PELAKSANA Tugas Kepala Badan Pusat Statistik (BPS) Daerah Istimewa Yogyakarta Endang Tri Wahyuningsih menyatakan pandemi Covid-19 yang melumpuhkan berbagai sektor turut mengubah sebagian wajah struktur ekonomi Daerah Istimewa Yogyakarta. Dari catatannya, pandemi telah membuat setidaknya 269.000 pelaku usaha di wilayah ini berhasil melompat ke ekosistem digital melalui platform e-commerce.

"Tuntutan untuk bertahan hidup selama pandemi memicu lahirnya berbagai unit usaha daring secara masif di Yogyakarta," ujar Endang di Yogyakarta pada Selasa, 7 April 2026.

Scroll ke bawah untuk melanjutkan membaca

Endang mengungkap, transformasi digital ini tidak hanya menjadi strategi penyelamat ekonomi di Yogyakarta, tapi juga memberikan kontribusi signifikan pertumbuhan ekonomi wilayah itu.

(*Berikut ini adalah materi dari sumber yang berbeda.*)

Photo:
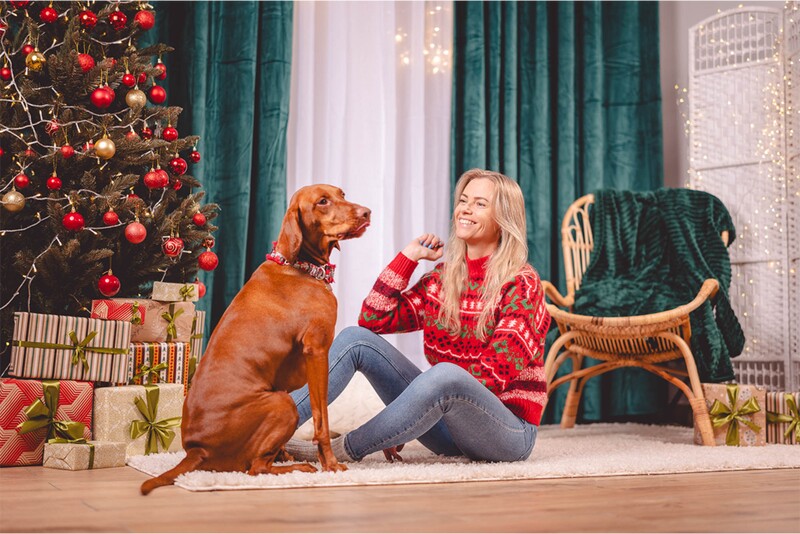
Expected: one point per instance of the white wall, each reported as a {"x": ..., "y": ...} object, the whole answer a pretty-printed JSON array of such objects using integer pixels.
[{"x": 676, "y": 19}]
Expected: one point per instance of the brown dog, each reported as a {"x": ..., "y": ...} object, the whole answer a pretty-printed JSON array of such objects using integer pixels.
[{"x": 273, "y": 338}]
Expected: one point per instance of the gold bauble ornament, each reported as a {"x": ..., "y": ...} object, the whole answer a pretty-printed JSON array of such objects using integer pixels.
[
  {"x": 35, "y": 61},
  {"x": 105, "y": 148},
  {"x": 136, "y": 99},
  {"x": 13, "y": 201}
]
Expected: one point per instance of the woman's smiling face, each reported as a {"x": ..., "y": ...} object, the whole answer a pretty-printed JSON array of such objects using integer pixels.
[{"x": 474, "y": 218}]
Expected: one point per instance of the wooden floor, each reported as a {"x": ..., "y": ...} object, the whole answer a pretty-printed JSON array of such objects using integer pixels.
[{"x": 108, "y": 500}]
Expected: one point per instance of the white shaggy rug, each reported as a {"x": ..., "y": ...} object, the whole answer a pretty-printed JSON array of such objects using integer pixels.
[{"x": 590, "y": 450}]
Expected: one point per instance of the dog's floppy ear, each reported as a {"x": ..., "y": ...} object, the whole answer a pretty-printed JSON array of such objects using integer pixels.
[{"x": 291, "y": 236}]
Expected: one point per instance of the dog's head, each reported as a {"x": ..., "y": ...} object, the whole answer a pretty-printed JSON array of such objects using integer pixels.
[{"x": 317, "y": 219}]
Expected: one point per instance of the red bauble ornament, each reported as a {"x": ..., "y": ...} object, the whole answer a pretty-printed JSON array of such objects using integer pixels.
[
  {"x": 178, "y": 166},
  {"x": 172, "y": 246},
  {"x": 117, "y": 19},
  {"x": 86, "y": 62},
  {"x": 145, "y": 19},
  {"x": 201, "y": 288},
  {"x": 157, "y": 94},
  {"x": 73, "y": 221},
  {"x": 102, "y": 97},
  {"x": 54, "y": 183},
  {"x": 108, "y": 285},
  {"x": 48, "y": 15},
  {"x": 135, "y": 232},
  {"x": 169, "y": 134},
  {"x": 163, "y": 68},
  {"x": 21, "y": 181},
  {"x": 88, "y": 19},
  {"x": 152, "y": 180},
  {"x": 207, "y": 261},
  {"x": 110, "y": 218}
]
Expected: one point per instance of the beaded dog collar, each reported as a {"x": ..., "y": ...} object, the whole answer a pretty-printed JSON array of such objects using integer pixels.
[{"x": 320, "y": 272}]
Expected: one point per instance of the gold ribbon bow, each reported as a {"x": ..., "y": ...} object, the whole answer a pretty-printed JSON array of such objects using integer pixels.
[
  {"x": 145, "y": 371},
  {"x": 793, "y": 418},
  {"x": 722, "y": 414},
  {"x": 42, "y": 414},
  {"x": 157, "y": 431},
  {"x": 80, "y": 441},
  {"x": 187, "y": 291},
  {"x": 79, "y": 348},
  {"x": 170, "y": 316}
]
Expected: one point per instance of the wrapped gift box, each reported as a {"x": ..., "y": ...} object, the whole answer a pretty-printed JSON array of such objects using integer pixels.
[
  {"x": 161, "y": 321},
  {"x": 783, "y": 419},
  {"x": 737, "y": 414},
  {"x": 80, "y": 456},
  {"x": 74, "y": 404},
  {"x": 198, "y": 333},
  {"x": 117, "y": 413},
  {"x": 73, "y": 348},
  {"x": 130, "y": 310},
  {"x": 171, "y": 292},
  {"x": 151, "y": 363}
]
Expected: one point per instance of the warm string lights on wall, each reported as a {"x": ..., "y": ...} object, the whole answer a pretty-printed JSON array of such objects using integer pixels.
[{"x": 437, "y": 48}]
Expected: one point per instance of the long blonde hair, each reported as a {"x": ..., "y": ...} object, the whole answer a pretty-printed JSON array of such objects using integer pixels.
[{"x": 505, "y": 263}]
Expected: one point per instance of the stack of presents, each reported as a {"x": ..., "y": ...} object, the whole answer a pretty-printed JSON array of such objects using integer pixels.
[{"x": 91, "y": 392}]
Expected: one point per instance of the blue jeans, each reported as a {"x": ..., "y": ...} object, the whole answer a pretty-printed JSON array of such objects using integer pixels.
[{"x": 445, "y": 407}]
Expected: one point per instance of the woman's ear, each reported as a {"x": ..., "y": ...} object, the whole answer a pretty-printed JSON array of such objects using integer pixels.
[{"x": 291, "y": 236}]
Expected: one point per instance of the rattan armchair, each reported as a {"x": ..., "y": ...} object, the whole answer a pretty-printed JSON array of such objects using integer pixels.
[{"x": 644, "y": 341}]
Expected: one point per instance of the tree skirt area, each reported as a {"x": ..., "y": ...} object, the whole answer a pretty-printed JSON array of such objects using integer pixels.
[{"x": 584, "y": 451}]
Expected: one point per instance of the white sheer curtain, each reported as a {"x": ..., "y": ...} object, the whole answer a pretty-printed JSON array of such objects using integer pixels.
[{"x": 370, "y": 112}]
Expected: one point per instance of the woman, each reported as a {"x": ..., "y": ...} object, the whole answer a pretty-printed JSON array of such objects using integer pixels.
[{"x": 484, "y": 321}]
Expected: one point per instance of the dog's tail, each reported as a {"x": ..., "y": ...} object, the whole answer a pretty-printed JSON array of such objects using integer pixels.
[{"x": 194, "y": 458}]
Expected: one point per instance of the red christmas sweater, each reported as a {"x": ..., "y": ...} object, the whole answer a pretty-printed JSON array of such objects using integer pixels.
[{"x": 510, "y": 362}]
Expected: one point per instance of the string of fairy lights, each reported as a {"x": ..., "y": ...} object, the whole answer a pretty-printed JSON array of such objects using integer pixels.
[
  {"x": 763, "y": 227},
  {"x": 44, "y": 116}
]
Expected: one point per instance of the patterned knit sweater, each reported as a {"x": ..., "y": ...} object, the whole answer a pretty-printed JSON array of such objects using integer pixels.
[{"x": 509, "y": 362}]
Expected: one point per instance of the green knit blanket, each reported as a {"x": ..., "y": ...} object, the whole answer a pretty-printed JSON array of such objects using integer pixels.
[{"x": 652, "y": 252}]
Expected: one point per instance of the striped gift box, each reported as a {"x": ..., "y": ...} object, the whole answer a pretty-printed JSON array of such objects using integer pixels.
[
  {"x": 171, "y": 357},
  {"x": 70, "y": 348}
]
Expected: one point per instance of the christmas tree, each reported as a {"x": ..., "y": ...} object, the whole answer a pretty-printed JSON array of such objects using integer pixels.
[{"x": 97, "y": 198}]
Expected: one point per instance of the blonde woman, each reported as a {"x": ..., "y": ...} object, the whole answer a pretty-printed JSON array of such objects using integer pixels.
[{"x": 484, "y": 320}]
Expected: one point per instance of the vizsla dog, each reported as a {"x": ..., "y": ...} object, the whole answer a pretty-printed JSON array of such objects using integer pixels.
[{"x": 273, "y": 338}]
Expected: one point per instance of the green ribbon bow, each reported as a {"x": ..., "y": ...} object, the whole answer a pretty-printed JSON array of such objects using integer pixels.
[
  {"x": 722, "y": 414},
  {"x": 145, "y": 371},
  {"x": 80, "y": 441},
  {"x": 136, "y": 314},
  {"x": 157, "y": 431},
  {"x": 79, "y": 348},
  {"x": 170, "y": 316},
  {"x": 187, "y": 291},
  {"x": 793, "y": 418},
  {"x": 42, "y": 414}
]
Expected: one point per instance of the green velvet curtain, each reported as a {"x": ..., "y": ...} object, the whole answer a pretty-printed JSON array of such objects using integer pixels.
[
  {"x": 231, "y": 73},
  {"x": 565, "y": 98}
]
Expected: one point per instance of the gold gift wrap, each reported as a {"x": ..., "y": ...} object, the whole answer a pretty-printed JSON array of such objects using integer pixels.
[
  {"x": 145, "y": 421},
  {"x": 783, "y": 418},
  {"x": 172, "y": 292},
  {"x": 87, "y": 455},
  {"x": 737, "y": 413}
]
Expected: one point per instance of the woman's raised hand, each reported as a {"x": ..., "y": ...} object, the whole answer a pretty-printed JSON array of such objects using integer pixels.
[{"x": 425, "y": 247}]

Adapun pertumbuhan ekonomi di Yogyakarta mencapai angka tertinggi di Pulau Jawa sebesar 5,94 persen secara year-on-year (yoy) pada 2025. "Jadi di balik pandemi Covid-19 lalu, sebenarnya memberikan keberkahan tersendiri bagi Yogyakarta."

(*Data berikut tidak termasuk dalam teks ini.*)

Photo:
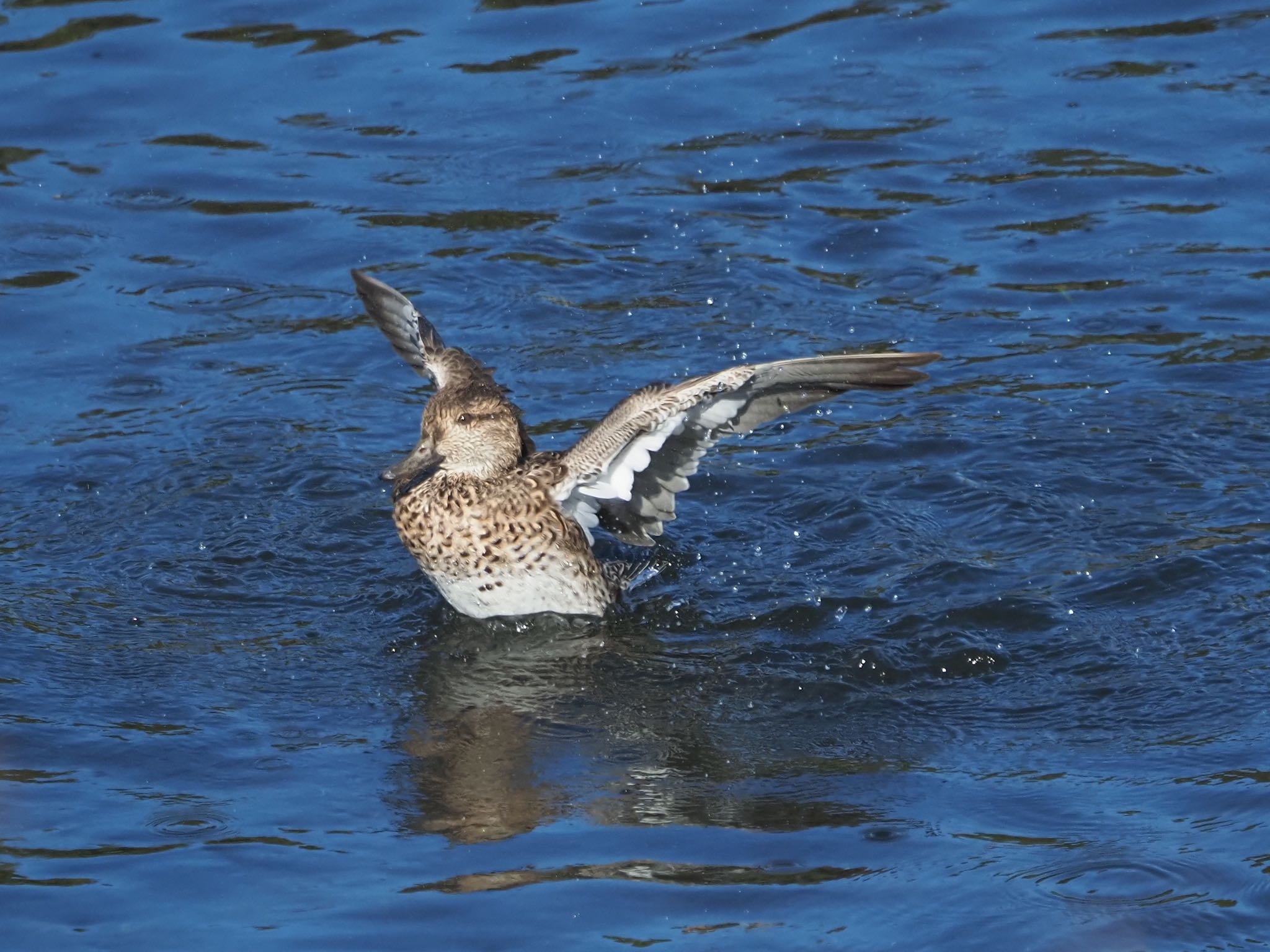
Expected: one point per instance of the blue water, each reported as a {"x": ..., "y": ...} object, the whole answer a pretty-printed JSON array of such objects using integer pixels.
[{"x": 982, "y": 664}]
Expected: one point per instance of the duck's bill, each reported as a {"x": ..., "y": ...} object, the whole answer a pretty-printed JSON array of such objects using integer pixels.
[{"x": 419, "y": 462}]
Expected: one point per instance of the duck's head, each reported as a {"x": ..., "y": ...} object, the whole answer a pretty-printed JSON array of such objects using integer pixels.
[{"x": 471, "y": 430}]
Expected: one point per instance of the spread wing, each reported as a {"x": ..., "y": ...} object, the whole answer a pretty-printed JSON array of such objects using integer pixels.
[
  {"x": 625, "y": 472},
  {"x": 408, "y": 330}
]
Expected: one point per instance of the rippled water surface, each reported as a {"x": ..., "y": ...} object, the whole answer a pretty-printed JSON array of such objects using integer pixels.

Fenomena digitalisasi massal pelaku usaha di balik pandemi ini, kata Endang, menjadi bidikan utama BPS DIY dalam mempersiapkan Sensus Ekonomi (SE) 2026. Langkah pendataan sepuluh tahunan ini akan menggunakan Klasifikasi Baku Lapangan Usaha Indonesia (KBLI) 2025 terbaru yang selaras dengan standar internasional Perserikatan Bangsa-Bangsa (PBB). 

Selain memotret ledakan ekonomi digital, BPS DIY juga akan menyisir aspek ekonomi lingkungan, seperti Green Economy (PDRB Hijau) dan Blue Economy. Adapun pada sensus sebelumnya, yakni satu dekade lalu, potensi dari dua aspek lingkungan itu belum tertangkap secara maksimal dalam kode lapangan usaha.

BPS menjadwalkan sensus tersebut berlangsung pada Mei hingga Agustus 2026 dan mencakup seluruh sektor, mulai dari jasa keuangan hingga pertanian yang berbadan usaha.

Kepala Badan Perencanaan Pembangunan, Riset, dan Inovasi (Bapperida) DIY Danang Setiadi mengatakan data akurat mengenai unit usaha dan serapan tenaga kerja hasil sensus BPS menjadi hal krusial sebagai basis kebijakan pembangunan yang lebih mikro dan presisi. "Kami ingin informasi yang lebih mikro agar kebijakan yang diambil benar-benar tepat sasaran bagi para pelaku usaha," kata Danang.